В «Пастухе и пастушке» я стремился совместить символику и самый что ни на есть грубый реализм. Меня некоторые упрекали за образ немца, где, мол, такого видел? Не знаю. Сам, возможно, я видел его во сне, возможно, наяву. Здесь мне важны детали, важна мысль. Этот немец – олицетворение дикости человеческой. Вот если бы я написал его с низким лбом, редкими зубами, тонко поджатыми губами, в каске – уверен, никто бы слова не сказал. Действует привычка к стереотипам. Но мне такой немец неинтересен, такого я уже видел у других писателей и повторять их не хочу.
– Насколько известно, «Пастух и пастушка» далась вам нелегко. Я помню, как вы читали четвертый вариант повести в переделкинском Доме творчества, это было лет шесть назад.
– Четырнадцать лет я носил в себе эту маленькую повесть, несколько лет писал и переписывал. Недавно, после четырех изданий, переписал снова.
– Значит, эта вещь дорога для вас? Чем же?
– Мне кажется, в «Пастухе и пастушке» я преодолел сам себя, традицию, самим себе созданную. Понимаете, школа нас приучила к упрощенному пониманию традиций. При нынешнем уровне культуры и образования, я думаю, не так уж трудно изобразить в повествовании деревню, бабушку, как в «Последнем поклоне», что сейчас охотно и в большом количестве делается.

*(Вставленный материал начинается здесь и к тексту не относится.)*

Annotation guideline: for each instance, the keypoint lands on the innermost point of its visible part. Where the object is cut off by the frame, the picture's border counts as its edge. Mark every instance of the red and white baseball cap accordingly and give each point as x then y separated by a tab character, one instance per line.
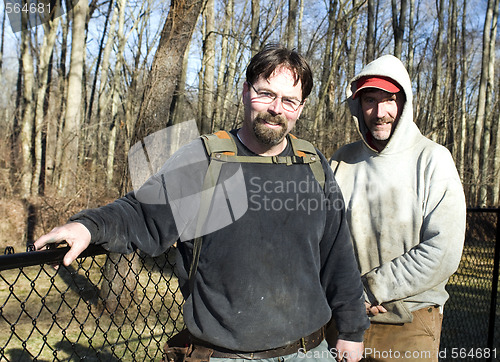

Мне же хотелось сказать нечто большее, чем добрым словом вспомнить малую родину. Война – событие грандиозное по своим историческим масштабам, требуются иные подходы, иная выразительность, иное философское наполнение в изображении и осмыслении такого события, и даже смелость в том, чтобы взяться за военную тему, самостоятельно, не эпигонски – эпигону никакой смелости не надо, ему усидчивость требуется. Преодолевая свою традицию в «Пастухе и пастушке», я в то же время возвращался к каким-то очень дорогим традициям отечественной литературы, в частности к толстовской традиции. В кульминационной сцене любви я, помню, написал слово «милая». И задумался. Сколько раз это слово повторяется всуе! И вот, перед тем как добавить к слову «милая» слово «моя», написал целый абзац. Я двадцать лет учился тому, чтобы разделить эти слова, чтобы меж ними написать целый абзац, и наконец рискнул это сделать. Думаю, что и от этого зависит наполнение прозы, ведь не выставишь же между этими словами пустой ряд слов, надо, чтобы читатель не пропустил, не пробежал эти центральные, что ли, в повести строки по диагонали, а прочитал внимательно весь абзац, даже, может быть, задержался на нем.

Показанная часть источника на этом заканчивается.